Yuichiro Yamashita, Takehiko Yokomine, Shinji Ebara, Akihiko Shimizu
Fusion Science and Technology | Volume 46 | Number 4 | December 2004 | Pages 541-547
Technical Paper | doi.org/10.13182/FST04-A589
Articles are hosted by Taylor and Francis Online.
The purpose of the Experimental Vacuum Ingress Test Apparatus (EVITA) program is to obtain useful data for safety analysis of serious potential accidents for ITER. The numerical predictions for EVITA have been done by using the MELCOR, PAX, and CONSEN codes under conditions in which temperature is always kept above 273 K. In the EVITA program, high-temperature and high-pressure steam is injected into the vacuum vessel housing the cryogenic plate. Consequently, the phenomena that occur in the vicinity of the impingement surface are expected to be exceedingly transient and complex. The subject of this study is the development of a valid numerical code for the EVITA program.
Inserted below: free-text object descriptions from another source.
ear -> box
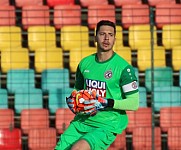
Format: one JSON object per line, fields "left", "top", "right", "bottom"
{"left": 94, "top": 36, "right": 97, "bottom": 42}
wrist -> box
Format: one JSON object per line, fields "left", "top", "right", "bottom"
{"left": 107, "top": 99, "right": 114, "bottom": 108}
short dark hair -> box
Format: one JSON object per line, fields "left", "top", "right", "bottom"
{"left": 95, "top": 20, "right": 116, "bottom": 36}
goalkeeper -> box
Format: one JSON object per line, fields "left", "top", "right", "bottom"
{"left": 55, "top": 20, "right": 139, "bottom": 150}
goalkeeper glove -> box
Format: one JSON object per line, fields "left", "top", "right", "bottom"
{"left": 66, "top": 90, "right": 78, "bottom": 114}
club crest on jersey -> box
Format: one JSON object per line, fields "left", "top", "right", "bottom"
{"left": 104, "top": 70, "right": 112, "bottom": 79}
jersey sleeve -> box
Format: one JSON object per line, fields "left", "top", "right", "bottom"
{"left": 74, "top": 65, "right": 84, "bottom": 91}
{"left": 120, "top": 65, "right": 138, "bottom": 95}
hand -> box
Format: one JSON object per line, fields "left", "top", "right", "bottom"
{"left": 91, "top": 91, "right": 108, "bottom": 110}
{"left": 66, "top": 90, "right": 78, "bottom": 114}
A key point of this study is to describe all of the phenomena, for example, shock-wave propagation and phase change under low pressure. In this study, the C-CUP method is employed, which describes these phenomena. To investigate phenomena with EVITA, numerical analysis had been done with several conditions concerned with input power. As a result, we succeeded in obtaining a fundamental code for the EVITA program as well as interesting views of EVITA.